Ricochet News


By Supplied - Aug 13, 2014

“Do you want a lover tonight?” became the subject of labour court deliberation… sexual harassment or sexual attention?

Some light has been cast over the murky subject of sexual harassment in the workplace following an important decision by the labour court to set aside a CCMA award in the case of Simmers v Campbell Scientific Africa (Pty) Ltd and Others [2014].
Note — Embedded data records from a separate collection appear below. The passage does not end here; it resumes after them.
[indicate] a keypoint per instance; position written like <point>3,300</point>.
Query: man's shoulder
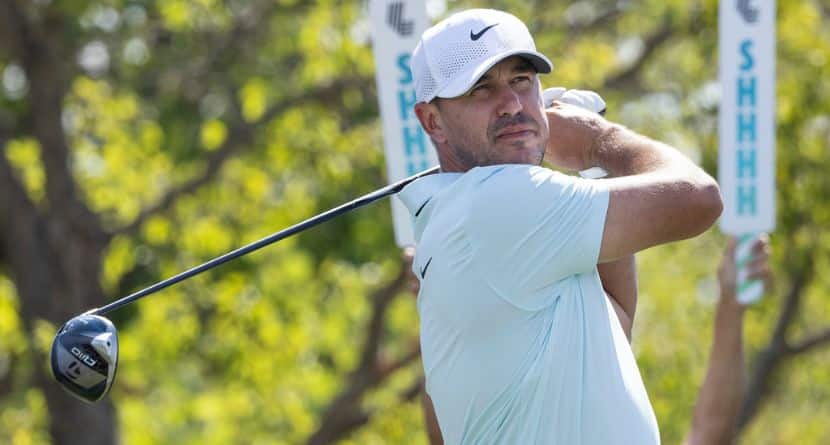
<point>507,177</point>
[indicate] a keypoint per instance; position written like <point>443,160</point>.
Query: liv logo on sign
<point>746,131</point>
<point>395,19</point>
<point>748,11</point>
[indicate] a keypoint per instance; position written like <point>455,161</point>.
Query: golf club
<point>84,353</point>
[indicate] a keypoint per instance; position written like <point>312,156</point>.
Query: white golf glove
<point>588,100</point>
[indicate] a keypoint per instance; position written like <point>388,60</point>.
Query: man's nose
<point>509,102</point>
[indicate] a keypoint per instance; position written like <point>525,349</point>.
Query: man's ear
<point>430,118</point>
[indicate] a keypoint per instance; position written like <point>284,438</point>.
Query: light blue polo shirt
<point>520,344</point>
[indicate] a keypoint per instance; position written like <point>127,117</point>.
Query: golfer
<point>521,343</point>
The case involved a male employee who accompanied a contractor and a female consultant to Botswana to survey a site and they all stayed over at a lodge and had dinner together one evening .While the contractor paid the bill, the amorous employee asked the consultant “Do you want a lover tonight?”. After being rebuffed he responded, “if you change your mind during the night, come to my room”. She did not, and he didn’t take it any further. The employer company became aware of the employees behaviour and he was dismissed after a disciplinary enquiry for sexual harassment, unprofessional conduct, and bringing the name and image of the company into disrepute, which he was alleged to have done by bad mouthing the contractor. The employee referred his dispute to the CCMA which found the dismissal to be fair.
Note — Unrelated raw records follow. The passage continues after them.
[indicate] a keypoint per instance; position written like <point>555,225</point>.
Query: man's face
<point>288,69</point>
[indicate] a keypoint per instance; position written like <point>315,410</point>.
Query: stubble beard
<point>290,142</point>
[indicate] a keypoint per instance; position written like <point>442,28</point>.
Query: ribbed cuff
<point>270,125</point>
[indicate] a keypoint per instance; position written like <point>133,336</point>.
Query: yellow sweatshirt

The Labour court held differently and found that the words used, although crude and inappropriate, were not uttered in demand for sex but “more in hope than expectation” and did not cross the line from a single incident of an unreciprocated sexual advance to sexual harassment.
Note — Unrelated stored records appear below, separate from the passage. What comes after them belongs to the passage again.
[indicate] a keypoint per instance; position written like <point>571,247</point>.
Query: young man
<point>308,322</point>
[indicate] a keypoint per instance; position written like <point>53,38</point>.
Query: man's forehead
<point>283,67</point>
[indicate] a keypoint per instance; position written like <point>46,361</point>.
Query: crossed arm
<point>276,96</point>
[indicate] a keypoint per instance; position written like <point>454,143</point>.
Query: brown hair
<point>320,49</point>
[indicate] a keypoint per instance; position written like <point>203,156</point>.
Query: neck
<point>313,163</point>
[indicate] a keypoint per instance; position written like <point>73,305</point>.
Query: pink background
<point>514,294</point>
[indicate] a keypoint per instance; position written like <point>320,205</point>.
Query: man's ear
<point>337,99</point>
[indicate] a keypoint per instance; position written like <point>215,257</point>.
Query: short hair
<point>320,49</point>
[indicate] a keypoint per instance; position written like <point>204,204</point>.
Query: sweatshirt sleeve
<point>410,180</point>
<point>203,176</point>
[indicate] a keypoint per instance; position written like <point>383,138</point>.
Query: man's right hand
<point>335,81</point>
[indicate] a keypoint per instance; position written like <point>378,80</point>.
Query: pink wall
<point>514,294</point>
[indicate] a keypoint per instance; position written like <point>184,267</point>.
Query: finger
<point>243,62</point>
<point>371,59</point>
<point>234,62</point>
According to Jacqui Woodroffe of Shepstone &Wylie Attorneys labour law department, what is important is that the court made it very clear that for a single incident of unwelcome sexual conduct to constitute sexual harassment it must be serious and constitute an impairment of the complainant’s dignity.

The court further emphasized that misunderstandings are frequent in human interaction and the court doesn’t require an employer to uphold a standard of asexuality or androgyny in the workplace. As there was no workplace power differential, the parties were not co-employees, and the incident took place after work the court decided on the facts that this was an instance of unwanted sexual attention, and not harassment.

“An inappropriate comment is not automatically sexual harassment” comments Woodroffe. “It could only have become sexual harassment if the “harasser” had persisted in it or if it was a serious single transgression.”

Woodroffe said that employers need to tread carefully when faced with complaints of sexual harassment. “Its advisable to seek legal opinion to ensure that the conduct does fall under the definition of harassment as the implications for the accused can have very repercussions for that person’s future career.”